The Supreme Court has directed that the money be divided among the state’s two Legal Services programs and the Mississippi Volunteer Lawyers Project. The distribution includes:
Supreme Court Justice Chuck Easley will present a check to North Mississippi Rural Legal Services at 10 a.m. Oct. 29 at the Legal Services office at 221 Commerce Street in West Point.
Supreme Court Justice James E. Graves Jr. will present a check to the Mississippi Volunteer Lawyers Project at 10:30 a.m. Oct. 29 in his fourth floor office at the Gartin Justice Building at 450 High Street in Jackson.
Presiding Justice Oliver E. Diaz Jr. will present a check to the Mississippi Center for Legal Services at 3 p.m. Oct. 29 at the Legal Services office at 520 East Pass Road, Suite J, in Gulfport.
Justice Easley said, “The Mississippi Supreme Court and the Mississippi Bar have worked hard to fund legal services for the poor and needy and to make sure everyone has the opportunity to be heard and represented by legal counsel. The Mississippi Supreme Court and the Mississippi Bar also recognize the obligation to make sure the courts are fair and impartial to citizens.”
Justice Graves, who began his legal career as a staff attorney in a Legal Services office in Jackson, said, “It is important that all citizens have access to the legal system. Legal Services programs are designed to facilitate that access on behalf of those who cannot afford to pay an attorney. Without the services provided by the Legal Services Corporation, there are many citizens who would be denied access to the courts.”
Justice Diaz said the impact of Hurricane Katrina continues to be felt, especially by the people in south Mississippi. Resources of legal services providers were already strained. The storm exacerbated those problems. Access to the judicial system is crucial to those people struggling to recover and rebuild their lives.
Civil Legal Assistance Fund distributions are becoming more frequent as the fund generates more money to assist poor people with their civil legal needs. The presentations scheduled for Oct. 29 will mark the third time this year that the court has been able to make distributions from the Civil Legal Assistance Fund.
The Mississippi Legislature in 2003 created the Civil Legal Assistance Fund, which is authorized to accept money from any public or private source. The Supreme Court in March 2003 ordered collection of a $200 fee from out-of-state attorneys who represent clients in Mississippi courts, with the fees going to civil legal assistance for the poor. The Mississippi Legislature in July 2006 added a $5 fee to each civil case filed in circuit and chancery courts, with the fees going to the Civil Legal Assistance Fund.
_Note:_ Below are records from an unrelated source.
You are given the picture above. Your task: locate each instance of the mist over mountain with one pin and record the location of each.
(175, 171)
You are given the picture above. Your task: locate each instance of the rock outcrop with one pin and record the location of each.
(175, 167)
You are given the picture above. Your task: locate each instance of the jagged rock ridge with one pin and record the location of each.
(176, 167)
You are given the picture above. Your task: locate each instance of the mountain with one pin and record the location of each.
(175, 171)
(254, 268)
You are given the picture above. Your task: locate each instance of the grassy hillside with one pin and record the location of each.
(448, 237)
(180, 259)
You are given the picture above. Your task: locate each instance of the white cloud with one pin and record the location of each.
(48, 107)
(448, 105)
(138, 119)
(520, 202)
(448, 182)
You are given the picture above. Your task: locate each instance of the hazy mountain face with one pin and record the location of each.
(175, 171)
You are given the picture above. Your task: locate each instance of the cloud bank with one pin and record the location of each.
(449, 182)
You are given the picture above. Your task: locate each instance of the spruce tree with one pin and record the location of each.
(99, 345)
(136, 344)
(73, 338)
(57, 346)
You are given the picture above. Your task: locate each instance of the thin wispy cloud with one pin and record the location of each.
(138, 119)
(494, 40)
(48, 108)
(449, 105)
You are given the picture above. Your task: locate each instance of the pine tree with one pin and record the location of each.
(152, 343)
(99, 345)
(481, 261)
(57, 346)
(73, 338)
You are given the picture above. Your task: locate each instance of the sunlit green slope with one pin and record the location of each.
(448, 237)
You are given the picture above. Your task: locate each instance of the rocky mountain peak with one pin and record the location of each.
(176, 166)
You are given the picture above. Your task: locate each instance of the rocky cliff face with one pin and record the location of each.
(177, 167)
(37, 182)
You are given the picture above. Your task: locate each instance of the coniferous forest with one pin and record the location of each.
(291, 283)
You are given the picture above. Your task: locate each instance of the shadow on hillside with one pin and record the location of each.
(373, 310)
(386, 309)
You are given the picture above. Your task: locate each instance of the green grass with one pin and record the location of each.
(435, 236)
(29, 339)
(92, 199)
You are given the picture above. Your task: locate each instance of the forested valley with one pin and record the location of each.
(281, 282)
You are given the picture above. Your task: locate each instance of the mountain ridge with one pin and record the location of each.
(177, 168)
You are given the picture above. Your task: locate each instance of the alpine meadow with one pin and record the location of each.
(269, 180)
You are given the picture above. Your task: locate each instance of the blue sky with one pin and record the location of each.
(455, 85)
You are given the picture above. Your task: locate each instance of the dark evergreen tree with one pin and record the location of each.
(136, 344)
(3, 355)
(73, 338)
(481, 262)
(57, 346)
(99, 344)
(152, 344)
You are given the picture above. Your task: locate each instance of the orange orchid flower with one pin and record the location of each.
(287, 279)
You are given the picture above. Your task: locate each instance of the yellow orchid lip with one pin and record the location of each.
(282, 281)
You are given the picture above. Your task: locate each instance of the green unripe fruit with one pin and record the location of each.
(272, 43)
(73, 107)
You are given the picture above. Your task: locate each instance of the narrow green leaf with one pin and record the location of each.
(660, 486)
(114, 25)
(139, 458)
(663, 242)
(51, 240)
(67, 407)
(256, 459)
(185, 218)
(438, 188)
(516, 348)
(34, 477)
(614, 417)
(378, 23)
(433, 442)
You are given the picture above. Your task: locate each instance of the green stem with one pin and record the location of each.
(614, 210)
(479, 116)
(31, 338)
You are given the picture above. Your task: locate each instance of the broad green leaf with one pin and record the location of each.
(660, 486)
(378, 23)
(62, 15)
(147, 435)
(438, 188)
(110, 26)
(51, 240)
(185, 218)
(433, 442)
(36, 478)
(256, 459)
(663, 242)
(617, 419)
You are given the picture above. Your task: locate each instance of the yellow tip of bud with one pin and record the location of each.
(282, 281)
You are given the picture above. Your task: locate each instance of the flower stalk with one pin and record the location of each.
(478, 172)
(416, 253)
The $5 special assessment has increased the amount of money available to assist poor people with civil matters. Between January and September 2007, the $5 fee generated $441,232. Fees from out of state lawyers through September totaled $53,600.
With the checks to be delivered Oct. 29, Civil Legal Assistance Fund distributions for the calendar year will total $724,663. Since the fund was created in 2003, $1,214,663 has been distributed to the Legal Services entities and the Volunteer Lawyers Project.
No tax dollars are involved.
Attorneys employed by the state’s two Legal Services entities provide civil legal representation to poor people in areas such as domestic law, housing, landlord-tenant disputes, land issues, trust and estate matters, will and probate matters, wage and employment issues, bankruptcy, and consumer disputes.
Representation provided by the Volunteer Lawyers Project, the Mississippi Center for Legal Services and North Mississippi Rural Legal Services is in civil legal matters. The programs do not handle indigent criminal defense.
North Mississippi Rural Legal Services provides civil legal assistance for poor people in 39 counties. Offices are in Clarksdale, Greenville, Oxford, Tupelo and West Point. The Mississippi Center for Legal Services serves clients from 43 counties. Offices are in Gulfport, Hattiesburg, Jackson, Meridian and McComb.
If Legal Services staff can’t handle the case, they may refer the person to a local private attorney or to the Volunteer Lawyers Project, which attempts to match the low income person needing legal services with a private practice lawyer willing to handle a case for free.